My Work in Progress

A sketchblog where I post a few of my scribbles from a variety of works-in-progress, usually from my rather random personal creativity outside of the daily grind. I occasionally, but not always, post the final artwork.


Unsung Heroes

Last week's Illustration Friday topic was "Heroes". I came up with a couple of ideas which I didn't get around to posting before Friday.... It was my first time to doodle something for this group, and for some reason I thought that you were supposed to post it on Friday as opposed to getting a new topic that day. Oh, well. Next time maybe I can do an official picture in time.

Anyways, here's the two ideas I had. The first was a sketch based on a personal experience of mine when I was a kid. The second idea I got after watching a tv news report this past week about a garbage man coming to the rescue of a woman held hostage and tortured by three robbers in her own house. An unexpected hero.

I guess a lot of people think of firemen, or policemen or others that maybe serve in the military when they think of the real heroes that aren't the comic book superheroes. I like to consider the unexpected or unsung heroes that surround us everyday. Whether because their efforts provide an example for us to follow, or because in some way they inspire us to be more than who we are because of something they've done. Mentors, teachers, our friends, our neighbors, our co-workers. An older brother or sister. An historical figure.

Heroes of the Past
While I'm not an active supporter of the U.S. military (I have my reasons) even though my father and uncle enlisted (Air Force and Army), and I was offered a full scholarship to attend West Point (huh, whatever), and I currently have two almost-nephews that are in the military (one in the Marines, the other Navy)...I do like to take a moment to reflect on both the military and civilian effort it took to create the United States, to finally become an independent nation. Something I actually don't do much at all on Veteran's Day. Shame on me, I suppose. So this 4th of July weekend, I think about the historical facts that I've been taught in various public schools, as well as the books that I've read (both fiction and non-fiction)...

How many were the little moments that we will never know where people were for even a brief time a hero in someone's eyes during the fight for Independence?

While I don't know any 230+ year old that lived during that time (or at least not that I'd admit ha), I do know people that survived other, more recent battles and have listened closely to their's the civilian perspective that I can relate to, not the military. Not a fight for independence, but the need and the will to survive something you have little or no control over.

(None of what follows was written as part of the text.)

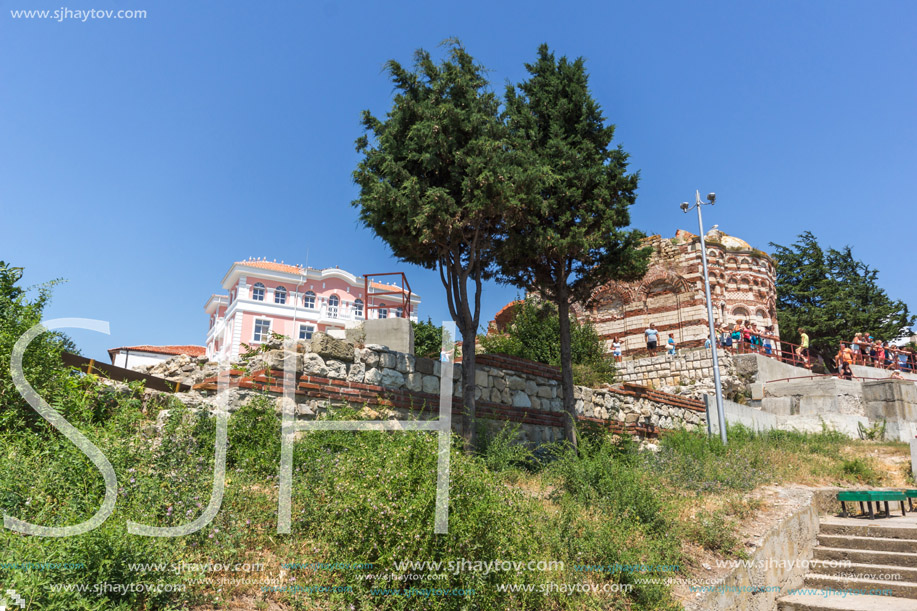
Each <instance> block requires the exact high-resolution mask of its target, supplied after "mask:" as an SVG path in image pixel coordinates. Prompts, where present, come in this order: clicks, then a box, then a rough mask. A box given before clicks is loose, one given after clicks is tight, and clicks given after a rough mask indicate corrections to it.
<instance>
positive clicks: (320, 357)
mask: <svg viewBox="0 0 917 611" xmlns="http://www.w3.org/2000/svg"><path fill="white" fill-rule="evenodd" d="M302 370H303V373H306V374H308V375H315V376H325V374H327V373H328V368H327V367H326V366H325V361H324V359H322V357H320V356H319V355H317V354H315V353H308V354H304V355H303V357H302Z"/></svg>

There are stories my mother told me about events that occurred in her village when she was growing up in Germany during the end of WWII. For example, the Allied soldiers that were hidden in the old village barns to escape the Nazi army. The Black Market network that helped provide food for so many hungry families in the village, during both the Nazi and the Allied army occupations. The foolish, but brave things my aunts did to help the family (my mom has 8 older sisters) . My grandfather's racing pigeons that were a bit more than that. My grandmother's occasional trickery.

One story that all my cousins know (remember, there were 8 sisters...and they all had kids) was about the time a cow was butchered to provide meat for all the families (it really was a small village) and the soldiers found out about it and came to take all the meat for themselves. One of the neighbor boys saw them coming to the farm and ran quickly to warn the villagers that they were coming to collect their share.

Everyone was in a panic.

My grandmother pretended to be deathly ill and jumped into bed, but first took the various packages of cow meat and hid it under the covers with her.

Evidently her "illness" and the wailing my mom and her sisters did, as well as the comments from the helpful neighbors who were at the house visiting the "poor, sick woman" disturbed the soldiers enough that they hastily left the house, believing that there was no butchered cow but some kind of serious, contagious disease.